In tutto questo tempo il presidente Massa ha acquisito pareri e contatti con gli enti locali per cercare soluzioni affinchè “la fusione venga fatta nel modo più tranquillizzante”. “Non si tratta”, ha chiarito “di aspettare cinque anni sperando che la legge cambi, ma di garantire al meglio l’efficienza della giustizia proprio con l’accorpamento. Oggi, però, tutto questo è impossibile per problemi di spazio e di logistica”.
Il presidente Massa ha poi spiegato di aver mantenuto contatti con gli enti territoriali e con il demanio per cercare ulteriori spazi. “Ma per settembre”, ha detto, “non saremo in grado di averli”.
“Abbiamo un tribunale bello, ristrutturato, calibrato”, ha continuato il presidente, “ma solo per le dimensioni di Cremona, non pensato per le oltre 50 persone che tra procura e tribunale arriveranno da Crema.
Quella di Massa è un’analisi “realistica” della situazione attuale e una “valutazione prudenziale”. “Se tutto resta così non ci stiamo, in questo modo ci si prepara ad offrire un disservizio”. “Dove mettiamo il personale, i magistrati e la mole di fascicoli che arriveranno da Crema?”, si è chiesto il presidente.
Lo scorso aprile a Cremona c’era stata la visita della presidente della corte d’appello Graziana Campanato. “Anche la stessa presidente”, ha ricordato Massa, “ha puntato molto sui contatti con il Comune per avere spazi dove spostare giudice di pace e uffici giudiziari”.
E poi c’è il problema, “non secondario”, dei costi. “La legge non ha previsto il piano dei fondi pubblici a favore dell’ente territoriale che gestisce il tribunale che accorpa. “In questo caso”, ha aggiunto il presidente Massa, “sarebbe utile valorizzare gli uffici dell’ex carcere di via Jacini, palazzo di proprietà demaniale. E’ in corso un progetto per farlo passare da demanio statale a comunale: in questo modo si potrebbero risparmiare i 100.000 euro di affitto che il Comune paga, denaro che in questo modo potrebbe essere utilizzato per le esigenze di ampliamento”.
“Sono in corso contatti”, ha spiegato Massa, anche con il demanio per vedere quali potrebbero essere gli immobili da destinare agli uffici del giudice di pace e a quelli giudiziari”.
“In totale”, ha detto il presidente del tribunale, “occorrerebbero 700/800 metri quadrati di spazi per poter lavorare in modo adeguato”.

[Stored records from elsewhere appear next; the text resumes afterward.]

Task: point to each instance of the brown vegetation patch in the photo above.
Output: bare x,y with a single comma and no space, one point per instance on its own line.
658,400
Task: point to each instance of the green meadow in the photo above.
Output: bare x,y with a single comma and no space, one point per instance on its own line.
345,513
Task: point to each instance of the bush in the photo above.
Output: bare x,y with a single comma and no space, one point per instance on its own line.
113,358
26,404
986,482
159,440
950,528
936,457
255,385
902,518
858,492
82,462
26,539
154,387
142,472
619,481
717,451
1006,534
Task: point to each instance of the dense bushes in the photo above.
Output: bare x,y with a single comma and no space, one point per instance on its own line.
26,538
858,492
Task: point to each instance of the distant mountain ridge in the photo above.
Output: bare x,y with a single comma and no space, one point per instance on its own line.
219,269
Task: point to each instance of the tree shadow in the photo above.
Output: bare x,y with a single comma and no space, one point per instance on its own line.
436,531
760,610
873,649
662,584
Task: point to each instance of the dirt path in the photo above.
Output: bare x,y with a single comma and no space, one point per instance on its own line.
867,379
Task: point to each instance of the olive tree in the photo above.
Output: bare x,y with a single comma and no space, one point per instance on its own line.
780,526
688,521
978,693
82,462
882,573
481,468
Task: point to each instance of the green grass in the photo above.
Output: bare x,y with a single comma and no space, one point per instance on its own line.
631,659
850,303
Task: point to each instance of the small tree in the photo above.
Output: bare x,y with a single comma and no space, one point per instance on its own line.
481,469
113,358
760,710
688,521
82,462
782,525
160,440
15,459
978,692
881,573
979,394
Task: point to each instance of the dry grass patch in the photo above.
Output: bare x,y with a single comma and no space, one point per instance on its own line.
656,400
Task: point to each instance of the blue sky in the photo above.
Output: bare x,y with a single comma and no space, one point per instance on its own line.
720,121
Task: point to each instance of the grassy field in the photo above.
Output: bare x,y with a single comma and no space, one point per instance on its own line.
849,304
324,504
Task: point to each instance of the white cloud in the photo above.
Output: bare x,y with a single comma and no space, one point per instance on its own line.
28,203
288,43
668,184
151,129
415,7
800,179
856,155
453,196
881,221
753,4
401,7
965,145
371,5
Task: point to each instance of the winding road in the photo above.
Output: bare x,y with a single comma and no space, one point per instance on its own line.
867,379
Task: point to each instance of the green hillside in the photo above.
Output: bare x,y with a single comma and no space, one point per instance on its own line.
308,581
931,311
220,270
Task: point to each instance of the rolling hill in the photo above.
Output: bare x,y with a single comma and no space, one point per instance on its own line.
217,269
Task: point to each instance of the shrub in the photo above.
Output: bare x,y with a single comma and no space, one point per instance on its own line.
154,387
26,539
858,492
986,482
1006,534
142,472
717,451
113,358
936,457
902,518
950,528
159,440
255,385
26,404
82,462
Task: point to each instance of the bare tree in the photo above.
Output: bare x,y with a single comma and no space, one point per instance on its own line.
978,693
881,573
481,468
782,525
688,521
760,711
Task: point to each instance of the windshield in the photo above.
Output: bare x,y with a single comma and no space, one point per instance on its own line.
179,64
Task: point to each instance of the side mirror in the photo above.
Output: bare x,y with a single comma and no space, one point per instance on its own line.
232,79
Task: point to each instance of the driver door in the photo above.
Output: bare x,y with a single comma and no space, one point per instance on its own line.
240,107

Il tribunale di Crema (3/4000 metri quadrati di uffici) è in linea con quello di Cremona. “Chi ha operato sul posto ed ha valutato le disponibilità degli spazi di Cremona e Crema è arrivato alle mie stesse conclusioni, e parlo del presidente del tribunale di Crema e del procuratore di Cremona”.
Massa ha ribadito ancora una volta: “non ci servono cinque anni di proroga per non far niente, ma per fare un lavoro ordinato. Se no ci saranno moltissimi problemi e la situazione sarà ingestibile. Oggi le cancellerie sono stracolme di fascicoli. Abbiamo uffici che ospitano 11/12 giudici e che invece, con l’accorpamento, dovranno ospitarne 20”.
Ora, dopo il no alla proroga da parte del consiglio giudiziario, la decisione passa alle competenti sedi ministeriali.